Crypto Phishers Target Trezor and Ledger Users via Snail Mail

Scammers are using old data leaks from years ago to find out where crypto users live. They are sending professional-looking letters that claim you need to perform a "mandatory security check" or an "authentication update."

These letters often look very official, complete with company logos and even fake holograms. One recent letter was "signed" by the CEO of Trezor, but it mistakenly called him the CEO of Ledger. These small mistakes are often the only clue that the letter is a total fake. 

Image Caption: Source: Dmitry Smilyanets

Scanning a Malicious QR Code for “Mandatory” Checks

The hook of this scam is a QR code that directs users to an advanced clone of the official Ledger or Trezor setup pages.

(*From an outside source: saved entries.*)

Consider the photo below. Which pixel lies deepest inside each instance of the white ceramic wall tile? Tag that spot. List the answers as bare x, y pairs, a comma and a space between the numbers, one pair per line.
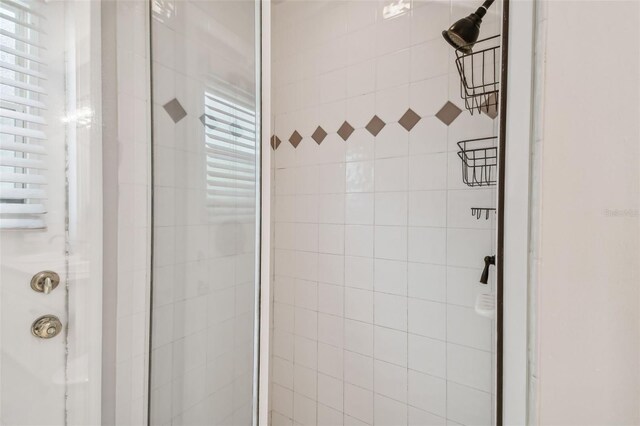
329, 416
419, 417
389, 412
330, 391
428, 136
428, 355
330, 330
390, 380
305, 381
427, 208
359, 240
428, 318
463, 286
468, 406
390, 242
358, 403
428, 282
359, 272
330, 360
465, 327
358, 305
358, 337
391, 208
360, 176
390, 345
390, 311
393, 69
427, 245
358, 370
359, 209
392, 102
390, 276
330, 299
428, 393
470, 367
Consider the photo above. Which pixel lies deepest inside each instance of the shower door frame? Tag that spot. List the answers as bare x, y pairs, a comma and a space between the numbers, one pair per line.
513, 269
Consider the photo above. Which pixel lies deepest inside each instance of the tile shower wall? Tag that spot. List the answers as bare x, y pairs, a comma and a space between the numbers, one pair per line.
377, 257
133, 213
204, 212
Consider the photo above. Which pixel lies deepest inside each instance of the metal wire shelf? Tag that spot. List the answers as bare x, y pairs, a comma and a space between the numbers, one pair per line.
479, 76
478, 212
479, 161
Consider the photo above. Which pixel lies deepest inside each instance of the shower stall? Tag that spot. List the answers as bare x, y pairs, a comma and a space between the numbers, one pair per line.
315, 213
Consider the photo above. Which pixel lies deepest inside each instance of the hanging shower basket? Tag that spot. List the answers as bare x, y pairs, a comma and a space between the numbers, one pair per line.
479, 161
480, 76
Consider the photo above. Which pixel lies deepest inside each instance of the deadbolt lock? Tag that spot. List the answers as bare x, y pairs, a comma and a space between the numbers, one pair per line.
46, 327
45, 281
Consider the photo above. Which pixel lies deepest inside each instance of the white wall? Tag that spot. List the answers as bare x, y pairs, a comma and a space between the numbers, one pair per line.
377, 256
586, 250
127, 233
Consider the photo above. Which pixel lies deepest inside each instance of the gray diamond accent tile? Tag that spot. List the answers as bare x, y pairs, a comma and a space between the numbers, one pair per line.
318, 135
345, 130
448, 113
295, 139
175, 110
490, 106
409, 120
275, 142
375, 125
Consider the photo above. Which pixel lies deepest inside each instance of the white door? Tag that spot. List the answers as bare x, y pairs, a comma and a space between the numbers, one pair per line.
50, 212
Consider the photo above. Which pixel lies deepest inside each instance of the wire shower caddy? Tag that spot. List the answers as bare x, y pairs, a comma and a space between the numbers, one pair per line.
479, 161
479, 75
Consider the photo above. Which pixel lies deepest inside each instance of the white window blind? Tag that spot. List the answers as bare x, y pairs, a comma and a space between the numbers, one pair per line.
230, 137
22, 125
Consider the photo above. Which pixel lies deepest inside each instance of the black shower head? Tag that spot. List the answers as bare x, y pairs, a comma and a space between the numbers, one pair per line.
464, 33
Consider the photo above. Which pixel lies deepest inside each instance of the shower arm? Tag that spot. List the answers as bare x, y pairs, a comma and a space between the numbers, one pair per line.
488, 260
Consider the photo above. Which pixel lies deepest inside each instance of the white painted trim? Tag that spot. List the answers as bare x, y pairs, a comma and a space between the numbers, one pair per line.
265, 264
516, 209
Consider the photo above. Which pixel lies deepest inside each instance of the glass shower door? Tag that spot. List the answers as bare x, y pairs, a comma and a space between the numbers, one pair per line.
205, 186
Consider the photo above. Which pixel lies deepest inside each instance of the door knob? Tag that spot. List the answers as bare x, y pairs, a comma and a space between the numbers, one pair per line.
46, 327
45, 281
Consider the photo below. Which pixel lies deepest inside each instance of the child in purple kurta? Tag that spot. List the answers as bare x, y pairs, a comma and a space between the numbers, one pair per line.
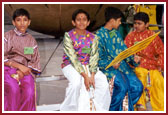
21, 64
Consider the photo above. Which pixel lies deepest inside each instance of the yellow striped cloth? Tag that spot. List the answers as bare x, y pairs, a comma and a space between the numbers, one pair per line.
133, 49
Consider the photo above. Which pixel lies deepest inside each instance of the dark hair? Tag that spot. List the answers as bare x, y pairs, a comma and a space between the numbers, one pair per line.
21, 12
78, 11
112, 12
142, 16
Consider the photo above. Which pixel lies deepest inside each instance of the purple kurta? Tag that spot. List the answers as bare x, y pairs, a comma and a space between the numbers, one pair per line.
20, 97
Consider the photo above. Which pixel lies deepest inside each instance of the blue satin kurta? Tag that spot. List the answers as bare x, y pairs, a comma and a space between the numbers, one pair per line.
110, 45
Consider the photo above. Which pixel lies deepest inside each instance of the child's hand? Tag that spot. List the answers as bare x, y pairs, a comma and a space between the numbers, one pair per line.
137, 58
25, 70
86, 81
116, 66
92, 81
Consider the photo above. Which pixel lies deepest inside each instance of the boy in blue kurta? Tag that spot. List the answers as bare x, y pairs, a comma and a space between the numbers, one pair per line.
126, 89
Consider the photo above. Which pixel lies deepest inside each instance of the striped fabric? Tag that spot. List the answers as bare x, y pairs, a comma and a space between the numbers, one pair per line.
14, 44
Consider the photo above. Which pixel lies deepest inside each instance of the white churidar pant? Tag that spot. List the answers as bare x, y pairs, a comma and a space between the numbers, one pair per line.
77, 98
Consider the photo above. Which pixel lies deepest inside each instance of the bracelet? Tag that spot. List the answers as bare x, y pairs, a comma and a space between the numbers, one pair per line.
10, 63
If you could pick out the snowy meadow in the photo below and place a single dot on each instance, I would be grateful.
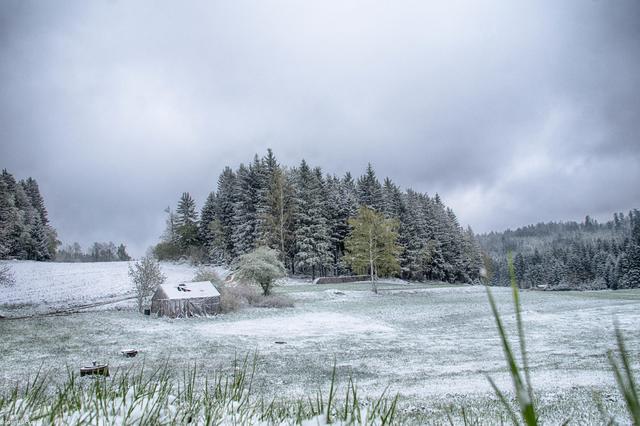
(431, 344)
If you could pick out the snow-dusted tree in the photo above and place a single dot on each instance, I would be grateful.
(369, 190)
(278, 212)
(312, 244)
(122, 253)
(226, 209)
(7, 278)
(372, 245)
(146, 276)
(245, 219)
(391, 199)
(207, 231)
(260, 266)
(187, 222)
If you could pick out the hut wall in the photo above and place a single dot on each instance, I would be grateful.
(180, 308)
(342, 279)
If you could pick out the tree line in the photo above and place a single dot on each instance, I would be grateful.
(304, 215)
(98, 252)
(568, 255)
(25, 231)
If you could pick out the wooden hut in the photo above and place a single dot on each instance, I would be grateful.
(186, 300)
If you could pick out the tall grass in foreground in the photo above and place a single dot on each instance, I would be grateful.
(525, 400)
(158, 398)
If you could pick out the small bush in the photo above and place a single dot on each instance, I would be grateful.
(167, 250)
(232, 298)
(206, 274)
(7, 278)
(274, 301)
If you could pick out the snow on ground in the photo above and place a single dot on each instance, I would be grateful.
(434, 345)
(54, 284)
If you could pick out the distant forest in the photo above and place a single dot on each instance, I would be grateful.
(569, 255)
(98, 252)
(25, 232)
(303, 214)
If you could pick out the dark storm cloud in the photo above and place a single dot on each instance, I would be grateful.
(513, 112)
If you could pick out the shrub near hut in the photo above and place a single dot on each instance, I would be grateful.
(147, 277)
(261, 266)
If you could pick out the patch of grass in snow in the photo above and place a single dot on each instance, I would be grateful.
(157, 397)
(525, 399)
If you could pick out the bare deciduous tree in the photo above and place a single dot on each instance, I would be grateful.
(6, 276)
(146, 276)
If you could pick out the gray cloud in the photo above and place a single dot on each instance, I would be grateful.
(514, 113)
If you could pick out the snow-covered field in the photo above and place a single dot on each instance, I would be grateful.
(434, 345)
(55, 285)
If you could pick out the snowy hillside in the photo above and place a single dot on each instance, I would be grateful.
(62, 284)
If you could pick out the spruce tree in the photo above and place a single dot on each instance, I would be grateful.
(370, 190)
(226, 209)
(187, 222)
(245, 216)
(372, 245)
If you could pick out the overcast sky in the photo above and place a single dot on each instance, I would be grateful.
(514, 112)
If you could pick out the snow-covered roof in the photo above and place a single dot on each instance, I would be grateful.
(190, 290)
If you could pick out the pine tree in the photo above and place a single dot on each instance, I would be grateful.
(226, 210)
(391, 200)
(122, 253)
(207, 230)
(278, 214)
(245, 216)
(372, 245)
(187, 222)
(33, 192)
(369, 190)
(312, 244)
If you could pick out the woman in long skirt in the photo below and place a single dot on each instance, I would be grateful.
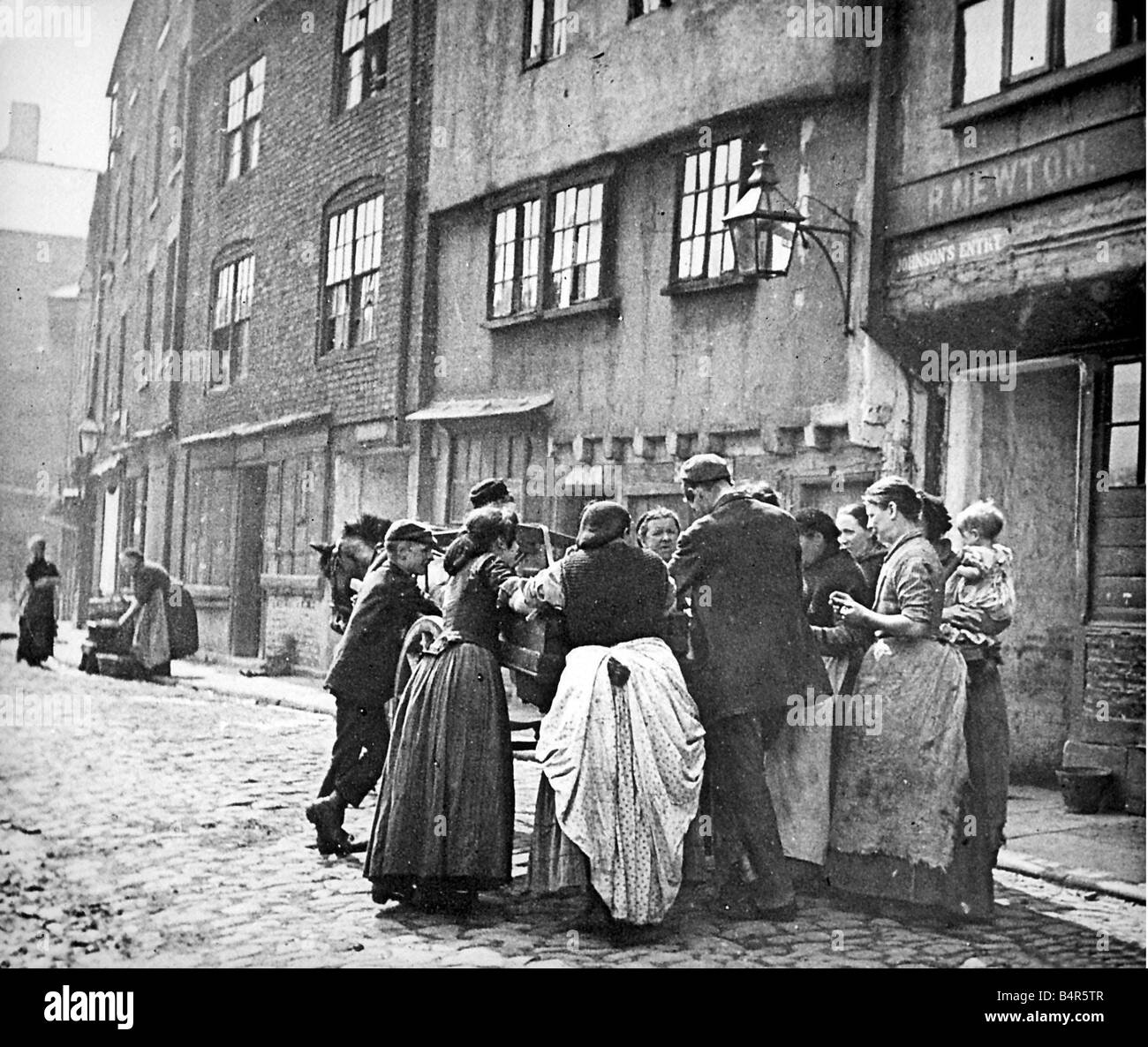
(898, 828)
(444, 825)
(38, 607)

These sites prompt the user to enter their 12 or 24-word recovery phrase under the guise of a security update or compliance check.

The moment a user types these words, they are sent directly to the attacker’s API. Because the recovery phrase is the "master key" to the blockchain, the scammer can instantly recreate the wallet on their own device and drain every cent. It is a stark reminder: Your recovery phrase should never be entered into any website, app, or digital form.

No Slowdown in Crypto Scams During Bear Markets

One might assume that scammers lose interest when the market cools down, but experts suggest the opposite. Deddy Lavid, CEO of Cyvers, notes that while high-level technical hacks might fluctuate, social engineering thrives on anxiety. In a bear market, investors are often more protective of their remaining assets, making them "more reactive and susceptible to fear-based tactics" like fake compliance warnings. Scammers don't stop; they simply pivot to exploit the psychological state of the community.

Not the First Time Letters Have Been Sent

This isn't a new phenomenon, but rather a persistent ghost of past security failures. Ledger’s massive 2020 data breach and Trezor’s 2024 contact info leak (affecting 66,000 customers) provided a roadmap for these criminals.

History shows how far these actors will go: in 2021, some victims even received counterfeit hardware wallets in the mail, designed to look like brand-new replacements. Whether it's fake apps, physical mail, or tampered devices, the goal remains the same. If you receive a physical letter regarding your crypto, the safest place for it is the paper shredder.

How to Protect Yourself from Crypto Scams

This isn't the first time this has happened. In the past, scammers have even mailed out fake hardware devices that were tampered with to steal keys.

To stay safe, remember these three things:

• Companies will NEVER ask for your recovery phrase. Not in an email, not on a website, and certainly not in a letter.
• Never scan a QR code from a letter. If you think there is a real update, go directly to the official website by typing the address into your browser yourself.

Paper is for shredding. If you get a letter about your crypto wallet, it’s almost certainly a scam. Treat it like junk mail.